How Oracle uses statistics data - oracle

In previous question I got comment about Oracle statistics:
Oracle doesn't know that 50M is greater than the number of rows. Sure, it has statistics, but they could be old and wrong - and Oracle would never allow itself to deliver an incorrect result only because the statistics are wrong
I was pretty sure that Oracle relies on statistics when preparing query execution plan. Before version 10 it was recommended to refresh statistics from time to time and from 10g Oracle gathers statistics automatically.
Can somebody explain how much Oracle query analyzer relies on statistics data?

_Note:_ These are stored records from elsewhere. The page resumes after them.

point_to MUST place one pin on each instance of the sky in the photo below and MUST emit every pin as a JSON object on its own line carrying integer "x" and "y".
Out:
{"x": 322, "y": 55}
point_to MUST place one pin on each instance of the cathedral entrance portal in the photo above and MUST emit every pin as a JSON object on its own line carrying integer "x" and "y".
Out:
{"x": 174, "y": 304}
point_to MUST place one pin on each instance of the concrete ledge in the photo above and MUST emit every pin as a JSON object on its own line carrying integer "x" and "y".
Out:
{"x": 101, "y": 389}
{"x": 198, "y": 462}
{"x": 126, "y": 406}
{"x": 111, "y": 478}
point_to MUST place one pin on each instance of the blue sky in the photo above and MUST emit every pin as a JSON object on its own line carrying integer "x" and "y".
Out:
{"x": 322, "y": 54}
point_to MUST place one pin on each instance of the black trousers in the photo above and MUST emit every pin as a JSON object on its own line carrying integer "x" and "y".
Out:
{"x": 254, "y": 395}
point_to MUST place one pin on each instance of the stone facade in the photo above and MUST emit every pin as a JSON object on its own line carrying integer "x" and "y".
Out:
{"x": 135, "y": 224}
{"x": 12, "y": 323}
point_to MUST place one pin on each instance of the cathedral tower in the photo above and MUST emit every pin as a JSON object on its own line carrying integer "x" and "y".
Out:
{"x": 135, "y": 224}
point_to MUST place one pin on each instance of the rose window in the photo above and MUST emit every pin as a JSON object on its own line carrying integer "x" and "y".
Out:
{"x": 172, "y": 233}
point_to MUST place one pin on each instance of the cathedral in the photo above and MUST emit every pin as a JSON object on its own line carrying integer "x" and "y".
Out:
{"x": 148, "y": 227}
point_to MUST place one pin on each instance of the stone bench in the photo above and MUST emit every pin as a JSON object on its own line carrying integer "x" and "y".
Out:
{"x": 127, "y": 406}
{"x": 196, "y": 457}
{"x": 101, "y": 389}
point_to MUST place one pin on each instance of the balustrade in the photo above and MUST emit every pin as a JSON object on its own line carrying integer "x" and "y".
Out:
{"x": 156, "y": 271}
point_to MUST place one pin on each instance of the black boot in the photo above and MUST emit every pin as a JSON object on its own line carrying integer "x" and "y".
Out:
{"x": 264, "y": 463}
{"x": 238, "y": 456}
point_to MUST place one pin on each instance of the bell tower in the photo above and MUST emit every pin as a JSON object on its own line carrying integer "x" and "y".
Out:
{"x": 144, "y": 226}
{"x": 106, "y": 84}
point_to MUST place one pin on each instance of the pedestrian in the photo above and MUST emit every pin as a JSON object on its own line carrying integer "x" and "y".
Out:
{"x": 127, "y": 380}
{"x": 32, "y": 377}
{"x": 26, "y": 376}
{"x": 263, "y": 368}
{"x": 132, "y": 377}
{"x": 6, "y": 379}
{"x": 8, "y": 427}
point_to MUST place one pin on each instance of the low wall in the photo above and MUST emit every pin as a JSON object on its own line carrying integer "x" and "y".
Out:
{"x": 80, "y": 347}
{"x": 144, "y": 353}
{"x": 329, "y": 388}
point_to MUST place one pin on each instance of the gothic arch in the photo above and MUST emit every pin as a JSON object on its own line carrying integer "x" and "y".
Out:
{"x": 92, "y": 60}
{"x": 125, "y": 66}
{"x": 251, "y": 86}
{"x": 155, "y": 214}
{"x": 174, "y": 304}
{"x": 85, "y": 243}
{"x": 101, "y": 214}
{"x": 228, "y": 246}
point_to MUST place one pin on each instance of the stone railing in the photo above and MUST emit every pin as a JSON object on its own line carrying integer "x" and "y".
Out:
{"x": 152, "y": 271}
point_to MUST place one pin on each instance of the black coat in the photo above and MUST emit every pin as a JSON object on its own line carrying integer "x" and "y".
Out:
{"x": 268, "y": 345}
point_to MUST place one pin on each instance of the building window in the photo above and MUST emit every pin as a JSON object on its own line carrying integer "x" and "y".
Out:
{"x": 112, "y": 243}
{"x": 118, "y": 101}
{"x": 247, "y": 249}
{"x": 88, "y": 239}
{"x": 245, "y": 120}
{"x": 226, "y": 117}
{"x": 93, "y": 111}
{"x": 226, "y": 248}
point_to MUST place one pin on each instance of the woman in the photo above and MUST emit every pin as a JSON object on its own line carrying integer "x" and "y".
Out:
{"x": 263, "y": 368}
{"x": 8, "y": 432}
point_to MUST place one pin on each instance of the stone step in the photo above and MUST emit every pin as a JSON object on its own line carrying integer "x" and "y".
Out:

Oracle uses statistics a lot, to generate query execution plans. What it does not (and should not) do is use those statistics in a way that will affect query results, which is what you were trying to do with "ROWNUM < 50000000". The statistics may be out of date, or missing. However, this will only mean that Oracle may be slow to generate the correct result, it does not mean that Oracle will return an incorrect result.
If Oracle worked as you hoped, then it might decide that "ROWNUM < 50000000" meant "get all rows" even though the table now contained 60,000,000 rows (but had out of date stats saying it contained only 49,000,000). Fortunately it does not.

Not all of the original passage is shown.